Wednesday, September 16, 2009

Black Dance and the White Audience

Ms. Nixon’s article was very interesting and triggered many different sentiments in me about dance in mainstream America. I feel that ‘dance’ has become something that is directly related to popular music and dance crazes in the United States and operate like fads; this week they are in and the next week they are out. Artists nowadays have to be triple threats: singers, dancers, and actors. There is no longer a respect for the beauty and power that comes with completely mastering one art. Now granted double and triple threats save industries a bundle and the return revenue is multiplied but I feel this attitude saturates the art’s arena and true professionals do not receive recognition. With age comes realization and for me I have realized that true art is hard to find.

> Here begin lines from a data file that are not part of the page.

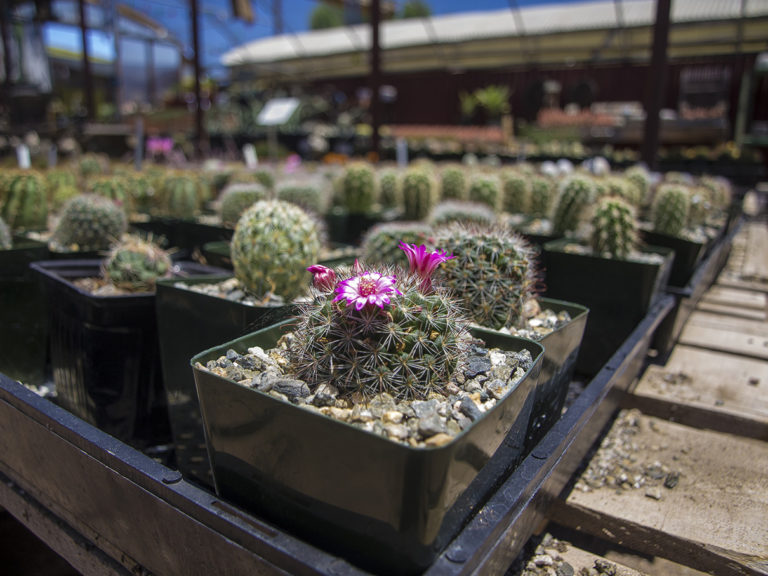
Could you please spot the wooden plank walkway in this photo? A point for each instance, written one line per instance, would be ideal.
(682, 472)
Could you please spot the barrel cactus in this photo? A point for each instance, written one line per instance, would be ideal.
(135, 264)
(575, 194)
(409, 336)
(614, 228)
(420, 193)
(273, 243)
(671, 209)
(89, 222)
(493, 272)
(26, 202)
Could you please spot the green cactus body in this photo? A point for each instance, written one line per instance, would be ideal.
(89, 222)
(671, 209)
(516, 194)
(381, 243)
(542, 196)
(358, 188)
(5, 236)
(135, 264)
(575, 194)
(485, 189)
(454, 183)
(409, 349)
(273, 244)
(614, 228)
(237, 198)
(26, 202)
(492, 272)
(420, 193)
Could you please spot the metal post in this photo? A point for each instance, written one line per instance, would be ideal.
(87, 77)
(656, 83)
(375, 80)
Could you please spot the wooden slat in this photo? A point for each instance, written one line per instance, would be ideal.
(713, 519)
(707, 389)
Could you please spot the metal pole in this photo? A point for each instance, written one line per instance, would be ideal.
(375, 80)
(656, 83)
(87, 77)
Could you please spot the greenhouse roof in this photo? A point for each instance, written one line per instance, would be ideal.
(590, 31)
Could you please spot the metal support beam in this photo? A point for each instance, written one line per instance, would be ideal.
(657, 75)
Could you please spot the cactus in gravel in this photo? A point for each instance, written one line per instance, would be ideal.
(493, 272)
(358, 188)
(451, 211)
(135, 264)
(420, 193)
(381, 243)
(542, 196)
(236, 199)
(671, 209)
(574, 196)
(516, 192)
(272, 246)
(614, 228)
(89, 222)
(26, 202)
(5, 236)
(454, 183)
(486, 190)
(367, 331)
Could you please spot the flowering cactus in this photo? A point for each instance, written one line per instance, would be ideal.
(368, 330)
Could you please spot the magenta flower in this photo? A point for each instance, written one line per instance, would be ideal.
(423, 262)
(369, 288)
(324, 279)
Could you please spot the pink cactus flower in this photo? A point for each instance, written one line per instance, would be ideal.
(368, 288)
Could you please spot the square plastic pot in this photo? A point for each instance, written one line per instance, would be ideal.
(386, 506)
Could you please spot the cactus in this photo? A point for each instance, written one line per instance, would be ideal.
(458, 211)
(135, 264)
(420, 193)
(575, 194)
(492, 271)
(5, 236)
(454, 183)
(236, 199)
(381, 243)
(358, 188)
(486, 190)
(26, 202)
(671, 209)
(614, 229)
(542, 196)
(89, 222)
(381, 332)
(516, 192)
(272, 246)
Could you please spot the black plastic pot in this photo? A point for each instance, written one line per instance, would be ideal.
(188, 322)
(561, 348)
(105, 353)
(618, 294)
(688, 255)
(386, 506)
(23, 316)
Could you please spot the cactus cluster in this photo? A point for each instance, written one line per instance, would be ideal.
(135, 264)
(671, 209)
(420, 192)
(614, 228)
(273, 243)
(368, 331)
(89, 222)
(493, 272)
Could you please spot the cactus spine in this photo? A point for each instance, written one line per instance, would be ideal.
(273, 244)
(614, 228)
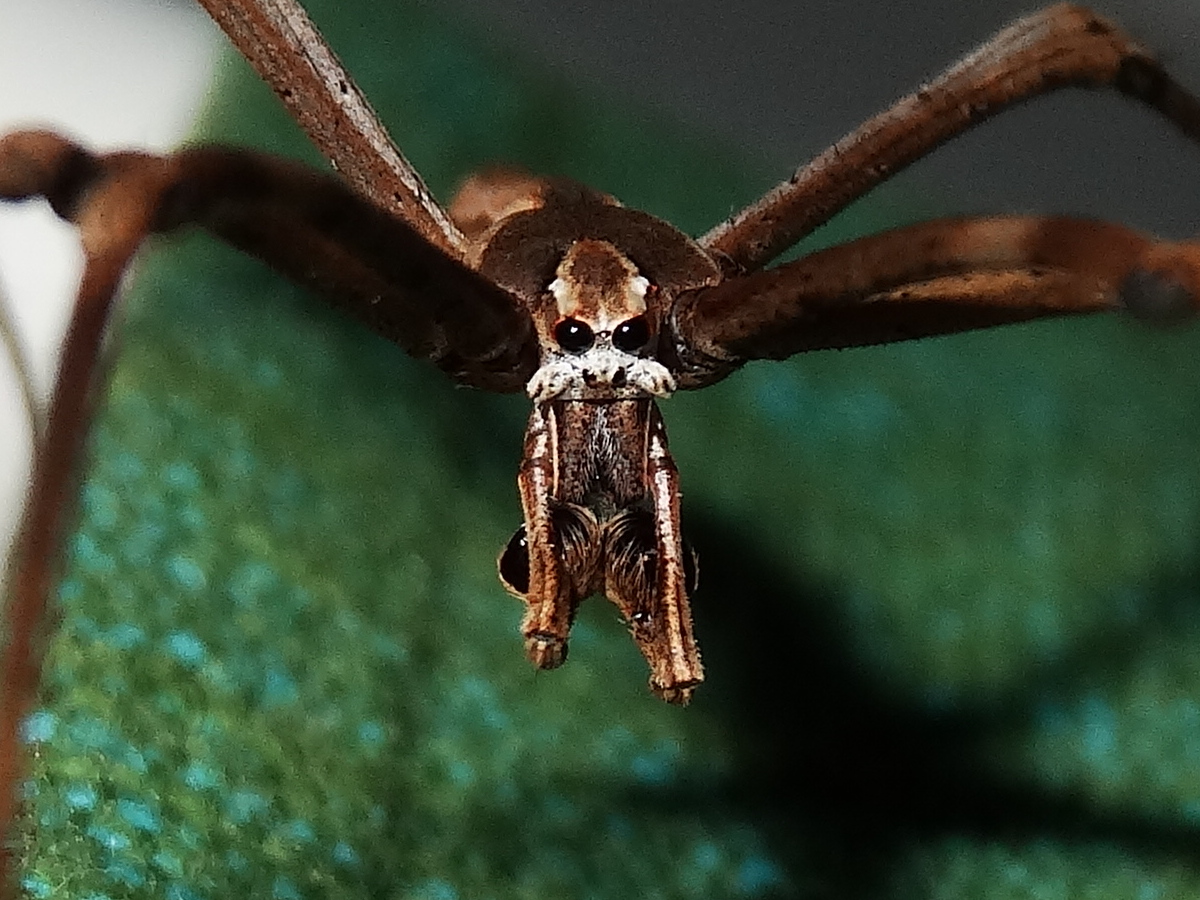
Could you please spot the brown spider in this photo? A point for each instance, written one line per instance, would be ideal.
(550, 287)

Today autotune rules the music world and pop locking and dropping rules the mainstream entertainment dance world.

Another issue I have begun to pay attention to is how the entertainment industry exploits art forms. When MTV or VH1 “discovers” a dance craze that has been in existence in American subcultures and communities for ages they generate a profit from pinning a face to the latest phenomenon and then pitching to the world as something NEW. This is done over and over from break dancing, to crumping, to “whining” (correctly spelled wine); things that have existed for years on the streets and in neighborhoods across America. Lately the use of gyrating hips and exotic dancer choreographer have hit air time. From Ciara’s LOVE SEX MAGIC to LADY GAGA to Beyonce’s Sweet Dreams. The “new” chorography includes “technique” that has been practiced in many West Indian communities for ages. Nevertheless since these moves have hit American airways no one can get enough of them. Exposure is something I believe is great, but at what cost. Many of these dances have been saturated in Pop culture when their true origins lie in soca, reggae, salsa, and meringue, something many television viewers have no knowledge of. Television networks will do mini-documentaries on celebrity’s houses however no one will take the time to investigate and spread the knowledge of where the wine came from. The danger in this reality is that it foster’s false ownership and with this phenomenon all that can truly arise is the permutation of ignorance across the nation and the world.